Dutta, who has served both as a management consultant and a CIO (Tata Power and Reliance Infrastructure), is no stranger to the real life situations and expectedly the book is replete with typical situations that managers can relate to.
“Attempts at isolating problem situations and then developing solutions for the same without considering the whole context are most likely to fail. In this regard, one has observed the practice of trying to import a solution that may have worked elsewhere. While one may adopt the thinking behind a solution implemented elsewhere, it will necessarily have to be adapted to the context at hand,” writes Dutta.
How familiar it sounds! Few practicing managers would fail to identify with such situations.
There are many examples from real corporate world—from manufacturing companies to IT companies; from business issues to IT project management. Once you go through them, you will surely relate to them.
The challenge, however, is to find them as they seem almost hidden inside the descriptive text. That is the essential issue with the book. It is neither a ‘chicken soup’ for the managers, written in heady easy-to-refer format nor is it a systematic primer to ‘system’ thinking. Nor for that matter, and out-and-out academic book, though Dutta’s work does exude significant academic indulgence.

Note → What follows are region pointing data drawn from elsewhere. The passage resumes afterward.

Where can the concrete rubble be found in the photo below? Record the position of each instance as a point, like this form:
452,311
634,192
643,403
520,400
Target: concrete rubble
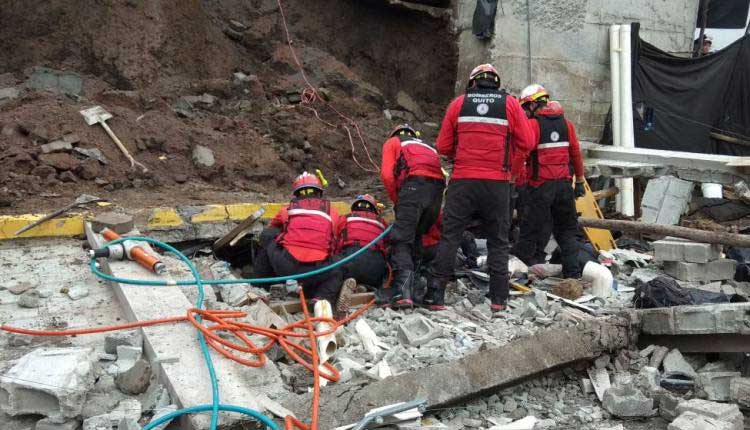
52,382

The book is essentially presented as a journal of the author’s learning journey, though loosely categorized into various aspects of ‘systems’ thinking—right from basic definitions to areas such as complexity management, management styles and leadership. The author tries to show the utility of systems thinking or looking for the big picture, which he confesses to have discovered as being synonymous with wholeness or completeness of the picture and not really their ‘bigness’.
Essentially it is a reader’s book; not a referrer’s book. You have to invest time to read it sequentially and absorb. The original analysis and presentation style of the author is sometimes very enlightening and engaging. But you must fully commit to it. It is not a book that you can flip through. So, for those going through a training program or academic program, it is a welcome addition to systems approach literature—a book with so much of practical insight. But it is not a book that will help you on the go. To that extent, the name may be a bit misleading.
In essence, it is a very good book on systems thinking for those who are willing to invest on learning; not a guide book that can be referred at will.